AWS Big Data Blog
Get started with Amazon OpenSearch Service: T-shirt size your domain for log analytics
When you’re spinning up your Amazon OpenSearch Service domain, you need to figure out the storage, instance types, and instance count; decide the sharding strategies and whether to use a cluster manager; and enable zone awareness. Generally, we consider storage as a guideline for determining instance count, but not other parameters. In this post, we offer some recommendations based on T-shirt sizing for log analytics workloads.
Log analytics and streaming workload characteristics
When you use OpenSearch Service for your streaming workloads, you send data from one or more sources into OpenSearch Service. OpenSearch Service indexes your data in an index that you define.
Log data naturally follows a time series pattern, and therefore a time-based indexing strategy (daily or weekly indexes) is recommended. For efficient management of log data, you must implement time-based index patterns and set retention periods. You further define time slicing and a retention period for the data to manage its lifecycle in your domain.
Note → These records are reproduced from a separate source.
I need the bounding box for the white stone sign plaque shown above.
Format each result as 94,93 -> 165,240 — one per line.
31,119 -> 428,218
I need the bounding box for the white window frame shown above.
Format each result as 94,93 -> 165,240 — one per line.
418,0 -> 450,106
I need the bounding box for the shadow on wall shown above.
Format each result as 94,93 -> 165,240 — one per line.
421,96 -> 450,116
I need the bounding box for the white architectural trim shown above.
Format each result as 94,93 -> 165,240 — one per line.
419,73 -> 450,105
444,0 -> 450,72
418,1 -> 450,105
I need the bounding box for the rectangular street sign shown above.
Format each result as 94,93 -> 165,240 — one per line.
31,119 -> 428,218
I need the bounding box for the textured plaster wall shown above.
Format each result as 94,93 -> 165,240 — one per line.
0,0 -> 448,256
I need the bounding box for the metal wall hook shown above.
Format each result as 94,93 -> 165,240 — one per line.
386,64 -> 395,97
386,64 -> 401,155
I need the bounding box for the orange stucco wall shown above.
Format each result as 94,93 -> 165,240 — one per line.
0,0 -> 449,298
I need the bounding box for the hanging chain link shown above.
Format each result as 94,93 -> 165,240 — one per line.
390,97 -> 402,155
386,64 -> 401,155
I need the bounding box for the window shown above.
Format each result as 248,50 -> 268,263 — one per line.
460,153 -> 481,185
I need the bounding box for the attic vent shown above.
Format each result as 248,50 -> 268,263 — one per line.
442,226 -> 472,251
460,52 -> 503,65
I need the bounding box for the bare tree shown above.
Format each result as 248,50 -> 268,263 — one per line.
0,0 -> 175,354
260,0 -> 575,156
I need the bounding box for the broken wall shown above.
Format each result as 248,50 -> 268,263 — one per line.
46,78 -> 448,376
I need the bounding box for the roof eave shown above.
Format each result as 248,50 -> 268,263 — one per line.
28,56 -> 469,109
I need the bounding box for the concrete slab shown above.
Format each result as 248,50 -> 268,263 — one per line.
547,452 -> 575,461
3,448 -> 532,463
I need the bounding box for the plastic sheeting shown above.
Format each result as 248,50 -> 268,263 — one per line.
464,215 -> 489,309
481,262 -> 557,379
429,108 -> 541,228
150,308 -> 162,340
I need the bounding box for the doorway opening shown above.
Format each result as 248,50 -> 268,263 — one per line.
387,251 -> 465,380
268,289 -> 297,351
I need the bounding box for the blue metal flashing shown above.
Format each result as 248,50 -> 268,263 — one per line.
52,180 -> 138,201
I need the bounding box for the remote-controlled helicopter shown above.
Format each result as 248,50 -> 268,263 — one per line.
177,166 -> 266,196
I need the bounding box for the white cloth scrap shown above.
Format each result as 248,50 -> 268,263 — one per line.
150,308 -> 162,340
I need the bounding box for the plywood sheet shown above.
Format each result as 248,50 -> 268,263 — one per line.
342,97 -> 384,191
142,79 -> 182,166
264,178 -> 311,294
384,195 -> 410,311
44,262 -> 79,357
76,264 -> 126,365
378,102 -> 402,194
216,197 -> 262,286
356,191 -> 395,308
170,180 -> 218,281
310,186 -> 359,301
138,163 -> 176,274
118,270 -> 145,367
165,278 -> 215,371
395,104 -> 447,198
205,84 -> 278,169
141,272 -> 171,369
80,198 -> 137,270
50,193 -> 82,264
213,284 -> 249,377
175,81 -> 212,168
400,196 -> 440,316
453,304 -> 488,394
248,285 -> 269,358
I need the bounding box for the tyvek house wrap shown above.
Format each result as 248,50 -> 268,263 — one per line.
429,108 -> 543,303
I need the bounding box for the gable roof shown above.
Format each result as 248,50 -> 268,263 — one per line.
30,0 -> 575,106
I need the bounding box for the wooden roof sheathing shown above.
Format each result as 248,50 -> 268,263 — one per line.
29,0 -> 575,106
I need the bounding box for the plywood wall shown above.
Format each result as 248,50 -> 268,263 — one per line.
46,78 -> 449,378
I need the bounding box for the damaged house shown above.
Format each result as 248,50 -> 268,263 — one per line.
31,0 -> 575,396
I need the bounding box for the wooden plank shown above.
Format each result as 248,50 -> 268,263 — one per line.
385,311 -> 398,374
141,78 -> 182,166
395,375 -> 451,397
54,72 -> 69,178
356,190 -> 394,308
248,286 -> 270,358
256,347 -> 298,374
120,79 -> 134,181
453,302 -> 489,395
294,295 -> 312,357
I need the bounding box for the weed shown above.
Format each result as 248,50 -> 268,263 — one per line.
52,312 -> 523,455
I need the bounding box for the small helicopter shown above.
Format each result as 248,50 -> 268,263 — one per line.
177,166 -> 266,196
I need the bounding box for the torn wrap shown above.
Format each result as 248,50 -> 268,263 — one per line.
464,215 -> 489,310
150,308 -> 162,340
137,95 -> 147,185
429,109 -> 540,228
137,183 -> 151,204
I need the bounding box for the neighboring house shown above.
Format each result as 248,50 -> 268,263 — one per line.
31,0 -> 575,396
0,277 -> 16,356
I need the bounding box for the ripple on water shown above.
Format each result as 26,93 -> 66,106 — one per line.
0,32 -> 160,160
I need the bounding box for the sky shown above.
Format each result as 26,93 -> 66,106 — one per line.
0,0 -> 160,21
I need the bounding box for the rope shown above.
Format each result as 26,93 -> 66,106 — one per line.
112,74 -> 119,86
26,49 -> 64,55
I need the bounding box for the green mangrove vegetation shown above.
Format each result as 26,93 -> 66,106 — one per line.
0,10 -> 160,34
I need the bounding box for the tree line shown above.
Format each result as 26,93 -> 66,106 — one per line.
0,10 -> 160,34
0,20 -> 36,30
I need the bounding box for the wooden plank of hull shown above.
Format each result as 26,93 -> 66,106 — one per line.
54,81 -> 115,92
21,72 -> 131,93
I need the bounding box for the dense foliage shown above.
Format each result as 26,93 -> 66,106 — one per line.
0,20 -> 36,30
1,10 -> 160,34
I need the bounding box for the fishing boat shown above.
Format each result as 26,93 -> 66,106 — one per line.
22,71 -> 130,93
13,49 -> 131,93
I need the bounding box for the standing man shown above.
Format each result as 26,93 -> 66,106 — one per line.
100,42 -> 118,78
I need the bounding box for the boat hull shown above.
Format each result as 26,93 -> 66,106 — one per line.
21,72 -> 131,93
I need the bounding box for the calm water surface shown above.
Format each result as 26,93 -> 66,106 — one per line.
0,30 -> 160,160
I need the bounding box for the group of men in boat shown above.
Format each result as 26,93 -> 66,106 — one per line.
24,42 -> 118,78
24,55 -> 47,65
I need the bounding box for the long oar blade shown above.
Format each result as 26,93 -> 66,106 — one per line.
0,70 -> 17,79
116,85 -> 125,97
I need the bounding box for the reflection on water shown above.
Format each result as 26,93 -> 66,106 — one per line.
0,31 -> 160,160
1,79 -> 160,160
For illustration, consider that you have a data source producing a continuous stream of log data, and you’ve configured a daily rolling index and set a retention period of 3 days. As the logs arrive, OpenSearch Service creates an index per day with names like stream1_2025.05.21
, stream1_2025.05.22
, and so on. The prefix stream1_*
is what we call an index pattern, a naming convention that helps group-related indexes.
The following diagram shows three primary shards for each daily index. These shards are deployed across three OpenSearch Service data instances, with one replica for each primary shard. (For simplicity, the diagram doesn’t show that primary and replica shards are always placed on different instances for fault tolerance.)
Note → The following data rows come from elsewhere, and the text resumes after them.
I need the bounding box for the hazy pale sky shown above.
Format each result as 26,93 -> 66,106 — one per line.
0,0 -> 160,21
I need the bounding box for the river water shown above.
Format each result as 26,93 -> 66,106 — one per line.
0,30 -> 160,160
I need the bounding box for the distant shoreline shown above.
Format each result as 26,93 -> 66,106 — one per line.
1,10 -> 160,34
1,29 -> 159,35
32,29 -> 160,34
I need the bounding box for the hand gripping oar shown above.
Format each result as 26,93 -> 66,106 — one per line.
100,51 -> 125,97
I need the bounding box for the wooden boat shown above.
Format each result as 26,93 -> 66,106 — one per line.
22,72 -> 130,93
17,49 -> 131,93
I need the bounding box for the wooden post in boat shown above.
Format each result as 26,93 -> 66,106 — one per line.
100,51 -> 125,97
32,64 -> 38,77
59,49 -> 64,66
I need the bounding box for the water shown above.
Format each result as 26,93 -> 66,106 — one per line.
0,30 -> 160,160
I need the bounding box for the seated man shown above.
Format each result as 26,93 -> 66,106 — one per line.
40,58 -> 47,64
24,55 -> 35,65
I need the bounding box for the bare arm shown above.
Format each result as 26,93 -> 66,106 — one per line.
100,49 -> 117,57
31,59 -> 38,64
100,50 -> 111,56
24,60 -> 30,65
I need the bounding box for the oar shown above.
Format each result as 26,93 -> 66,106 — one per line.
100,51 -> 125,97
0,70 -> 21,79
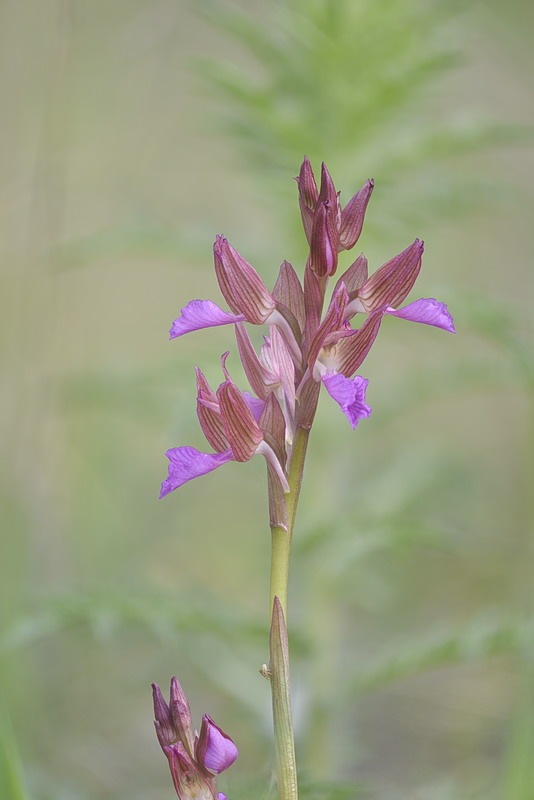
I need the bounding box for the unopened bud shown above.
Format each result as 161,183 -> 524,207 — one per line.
169,677 -> 195,756
309,201 -> 338,277
339,179 -> 374,250
295,156 -> 318,210
152,683 -> 178,747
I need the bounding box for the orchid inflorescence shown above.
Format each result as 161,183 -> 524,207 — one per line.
159,157 -> 455,530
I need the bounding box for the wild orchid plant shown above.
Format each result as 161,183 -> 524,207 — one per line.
152,158 -> 455,800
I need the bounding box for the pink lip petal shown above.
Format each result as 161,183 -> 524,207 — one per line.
170,299 -> 245,339
386,297 -> 456,332
322,373 -> 372,429
159,447 -> 234,498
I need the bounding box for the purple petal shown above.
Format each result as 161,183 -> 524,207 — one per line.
243,392 -> 266,422
217,795 -> 227,800
196,715 -> 239,775
322,373 -> 372,429
159,447 -> 234,498
386,297 -> 455,333
169,300 -> 245,339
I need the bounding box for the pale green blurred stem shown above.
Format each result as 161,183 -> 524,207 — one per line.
269,426 -> 311,800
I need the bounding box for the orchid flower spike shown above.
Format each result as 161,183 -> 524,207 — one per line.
161,158 -> 455,520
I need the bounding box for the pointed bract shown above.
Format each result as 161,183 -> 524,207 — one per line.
263,326 -> 296,418
272,261 -> 306,333
302,261 -> 323,356
260,394 -> 287,469
333,253 -> 369,297
307,282 -> 350,370
235,323 -> 277,401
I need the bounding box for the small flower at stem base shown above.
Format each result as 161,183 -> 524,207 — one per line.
152,680 -> 238,800
196,715 -> 239,774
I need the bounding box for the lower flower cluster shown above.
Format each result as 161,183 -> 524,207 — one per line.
160,159 -> 455,526
152,678 -> 238,800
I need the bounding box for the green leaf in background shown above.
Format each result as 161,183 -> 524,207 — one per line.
502,662 -> 534,800
0,699 -> 29,800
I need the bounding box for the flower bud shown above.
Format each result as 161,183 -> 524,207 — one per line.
170,677 -> 195,757
296,156 -> 318,209
152,679 -> 238,800
152,683 -> 178,747
296,157 -> 318,243
309,201 -> 338,277
339,179 -> 374,250
317,162 -> 338,209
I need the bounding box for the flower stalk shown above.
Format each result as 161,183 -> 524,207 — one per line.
157,157 -> 455,800
268,424 -> 312,800
270,596 -> 298,800
269,426 -> 311,615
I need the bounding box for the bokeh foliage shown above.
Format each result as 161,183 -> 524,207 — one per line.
0,0 -> 532,799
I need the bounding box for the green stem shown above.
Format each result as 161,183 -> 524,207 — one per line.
269,427 -> 310,615
268,426 -> 311,800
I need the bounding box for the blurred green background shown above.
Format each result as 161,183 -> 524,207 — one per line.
1,1 -> 533,798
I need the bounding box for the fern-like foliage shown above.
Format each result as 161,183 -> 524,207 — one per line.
195,0 -> 523,234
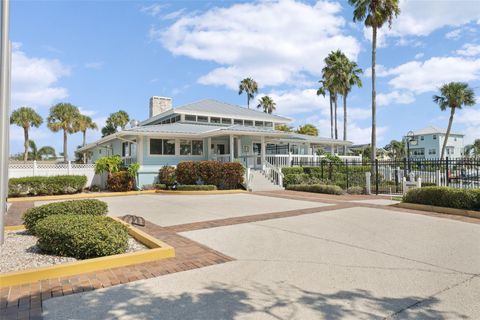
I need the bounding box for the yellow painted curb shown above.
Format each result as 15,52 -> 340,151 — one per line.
155,189 -> 246,195
8,189 -> 158,203
4,224 -> 26,231
394,202 -> 480,219
0,218 -> 175,288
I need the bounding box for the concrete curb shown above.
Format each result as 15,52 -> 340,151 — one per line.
394,202 -> 480,219
7,189 -> 158,203
155,189 -> 247,195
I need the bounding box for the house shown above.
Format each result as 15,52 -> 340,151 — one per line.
78,97 -> 352,188
404,126 -> 464,159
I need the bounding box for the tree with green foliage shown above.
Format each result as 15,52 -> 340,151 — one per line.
238,78 -> 258,109
257,96 -> 276,114
94,155 -> 122,178
26,140 -> 56,160
433,82 -> 476,159
47,103 -> 81,163
465,139 -> 480,157
349,0 -> 400,161
275,124 -> 293,132
101,110 -> 130,137
296,124 -> 318,136
384,139 -> 405,160
10,107 -> 43,162
74,114 -> 98,163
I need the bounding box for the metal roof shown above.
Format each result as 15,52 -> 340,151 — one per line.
413,126 -> 464,136
124,122 -> 222,135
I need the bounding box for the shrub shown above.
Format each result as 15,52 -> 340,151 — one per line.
221,162 -> 244,189
154,184 -> 167,190
107,171 -> 133,192
283,173 -> 310,186
23,199 -> 108,234
35,215 -> 128,259
347,186 -> 364,195
195,161 -> 223,186
403,187 -> 480,211
303,167 -> 322,175
176,185 -> 217,191
159,166 -> 177,187
281,167 -> 304,175
9,175 -> 87,197
176,161 -> 243,189
94,155 -> 122,176
421,182 -> 437,187
286,184 -> 344,195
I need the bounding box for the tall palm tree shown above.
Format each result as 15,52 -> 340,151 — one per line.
257,96 -> 276,114
349,0 -> 400,161
316,80 -> 334,139
47,102 -> 81,163
101,110 -> 130,137
275,124 -> 293,132
74,114 -> 98,163
433,82 -> 476,160
384,139 -> 405,160
465,139 -> 480,157
238,78 -> 258,109
10,107 -> 43,162
296,124 -> 318,136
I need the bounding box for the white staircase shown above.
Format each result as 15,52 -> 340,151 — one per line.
247,169 -> 284,192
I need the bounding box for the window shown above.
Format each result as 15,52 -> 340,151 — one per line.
433,135 -> 437,140
192,140 -> 203,155
122,142 -> 128,157
255,121 -> 264,127
429,149 -> 436,155
233,119 -> 243,125
180,139 -> 204,156
150,139 -> 175,155
210,117 -> 221,124
185,114 -> 196,122
197,116 -> 208,123
244,120 -> 253,126
264,122 -> 273,127
454,137 -> 457,142
222,118 -> 232,124
420,136 -> 424,141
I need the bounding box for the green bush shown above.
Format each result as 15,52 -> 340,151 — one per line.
347,186 -> 364,195
220,162 -> 244,189
176,185 -> 217,191
176,161 -> 243,189
281,167 -> 304,175
303,167 -> 322,175
421,182 -> 437,187
154,184 -> 167,190
159,166 -> 177,187
403,187 -> 480,211
283,173 -> 310,186
286,184 -> 344,195
35,215 -> 128,259
107,171 -> 133,192
9,175 -> 87,197
23,199 -> 108,234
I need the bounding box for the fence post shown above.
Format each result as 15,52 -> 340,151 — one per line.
345,160 -> 349,190
33,160 -> 37,176
365,172 -> 371,194
328,162 -> 332,180
67,161 -> 71,175
375,159 -> 379,195
417,177 -> 422,188
288,152 -> 292,167
403,158 -> 407,179
445,157 -> 449,187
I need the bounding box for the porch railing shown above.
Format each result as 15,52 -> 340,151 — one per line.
211,154 -> 231,163
263,160 -> 284,187
266,154 -> 362,168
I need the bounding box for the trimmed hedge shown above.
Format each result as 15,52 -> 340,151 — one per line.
175,161 -> 244,189
286,184 -> 344,195
403,186 -> 480,211
159,166 -> 176,187
35,215 -> 128,259
107,171 -> 133,192
23,199 -> 108,234
154,184 -> 167,190
9,175 -> 87,197
281,167 -> 304,175
347,186 -> 364,195
176,185 -> 217,191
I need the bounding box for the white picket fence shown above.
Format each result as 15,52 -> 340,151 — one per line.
8,161 -> 100,187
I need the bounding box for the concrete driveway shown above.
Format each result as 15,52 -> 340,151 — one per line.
43,202 -> 480,319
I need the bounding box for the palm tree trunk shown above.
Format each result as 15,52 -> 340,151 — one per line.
83,130 -> 87,164
23,127 -> 29,162
63,129 -> 68,163
329,94 -> 333,139
247,96 -> 250,109
343,93 -> 347,155
371,26 -> 377,162
440,107 -> 456,160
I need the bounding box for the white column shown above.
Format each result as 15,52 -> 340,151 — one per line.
260,136 -> 266,168
137,136 -> 143,165
229,135 -> 234,162
237,136 -> 241,158
331,144 -> 335,155
207,137 -> 212,160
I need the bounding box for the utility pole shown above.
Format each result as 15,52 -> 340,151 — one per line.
0,0 -> 11,245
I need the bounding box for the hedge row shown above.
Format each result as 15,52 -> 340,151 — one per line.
286,184 -> 344,195
9,175 -> 87,197
160,161 -> 244,189
36,215 -> 128,259
403,187 -> 480,211
176,185 -> 217,191
23,199 -> 108,234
When OpenSearch Service processes new log entries, they are sent to all relevant primary shards and their replicas in the active index, which in this example is only today’s index due to the daily index configuration.
There are several important characteristics of how OpenSearch Service processes your new entries:
- Total shard count – Each index pattern will have a D * P * (1 + R) total shards, where D represents retention in days, P represents primary shards, and R is the number of replicas. These shards are distributed across your data nodes.
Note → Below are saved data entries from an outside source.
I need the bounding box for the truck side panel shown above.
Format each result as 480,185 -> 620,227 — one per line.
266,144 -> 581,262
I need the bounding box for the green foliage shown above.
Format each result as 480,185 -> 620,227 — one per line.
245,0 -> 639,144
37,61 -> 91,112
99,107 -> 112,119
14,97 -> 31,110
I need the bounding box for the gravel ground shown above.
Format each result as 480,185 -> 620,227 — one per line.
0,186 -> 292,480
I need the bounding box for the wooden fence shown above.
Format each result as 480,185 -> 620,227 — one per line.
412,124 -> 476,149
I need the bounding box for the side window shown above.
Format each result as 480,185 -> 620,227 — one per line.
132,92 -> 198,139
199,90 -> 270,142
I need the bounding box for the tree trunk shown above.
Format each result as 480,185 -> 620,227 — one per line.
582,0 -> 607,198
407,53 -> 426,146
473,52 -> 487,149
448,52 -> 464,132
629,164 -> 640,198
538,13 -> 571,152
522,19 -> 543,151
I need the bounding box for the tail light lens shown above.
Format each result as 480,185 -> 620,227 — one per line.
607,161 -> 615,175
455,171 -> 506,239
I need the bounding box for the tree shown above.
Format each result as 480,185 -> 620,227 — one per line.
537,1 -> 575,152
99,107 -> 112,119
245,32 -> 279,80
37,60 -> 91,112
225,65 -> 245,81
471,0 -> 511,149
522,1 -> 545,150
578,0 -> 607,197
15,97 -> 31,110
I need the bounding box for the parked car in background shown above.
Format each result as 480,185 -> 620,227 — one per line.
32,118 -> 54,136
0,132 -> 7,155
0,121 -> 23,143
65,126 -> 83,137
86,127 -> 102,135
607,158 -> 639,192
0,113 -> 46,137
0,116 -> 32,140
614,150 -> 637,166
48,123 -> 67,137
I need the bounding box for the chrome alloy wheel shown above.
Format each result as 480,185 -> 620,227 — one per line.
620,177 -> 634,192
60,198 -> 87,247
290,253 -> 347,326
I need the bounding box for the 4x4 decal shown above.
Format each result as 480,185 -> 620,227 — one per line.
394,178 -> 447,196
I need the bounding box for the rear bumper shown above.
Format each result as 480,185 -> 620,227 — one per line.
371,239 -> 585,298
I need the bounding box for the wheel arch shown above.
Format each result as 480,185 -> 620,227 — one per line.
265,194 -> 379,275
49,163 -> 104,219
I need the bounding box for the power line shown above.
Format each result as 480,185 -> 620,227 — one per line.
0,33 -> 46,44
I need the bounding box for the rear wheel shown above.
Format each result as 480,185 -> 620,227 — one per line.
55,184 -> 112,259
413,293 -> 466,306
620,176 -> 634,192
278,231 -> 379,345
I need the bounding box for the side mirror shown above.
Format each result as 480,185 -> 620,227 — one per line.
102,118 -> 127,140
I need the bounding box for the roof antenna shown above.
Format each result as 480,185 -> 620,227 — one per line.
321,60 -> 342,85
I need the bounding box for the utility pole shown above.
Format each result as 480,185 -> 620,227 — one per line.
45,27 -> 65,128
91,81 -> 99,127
- Active index – Time slicing means that new log entries are only written to today’s index.
- Resource utilization – When sending a _bulk request with log entries, these are distributed across all shards in the active index. In our example with three primary shards and one replica per shard, that’s a total of six shards processing new data simultaneously, requiring 6 vCPUs to efficiently handle a single
_bulk
request.
Similarly, OpenSearch Service distributes queries across the shards for the indexes involved. If you query this index pattern across all 3 days, you will engage 9 shards, and need 9 vCPUs to process the request.
This will get even more complicated when you add in more data streams and index patterns. For each additional data stream or index pattern, you deploy shards for each of the daily indexes and use vCPUs to process requests in proportion to the shards deployed, as shown in the preceding diagram. When you make concurrent requests to more than one index, each shard for all the indexes involved must process those requests.
Cluster capacity
As the number of index patterns and concurrent requests increases, you can quickly overwhelm the cluster’s resources. OpenSearch Service includes internal queues that buffer requests and mitigate this concurrency demand. You can monitor these queues using the _cat/thread_pool
API, which shows queue depths and helps you understand when your cluster is approaching capacity limits.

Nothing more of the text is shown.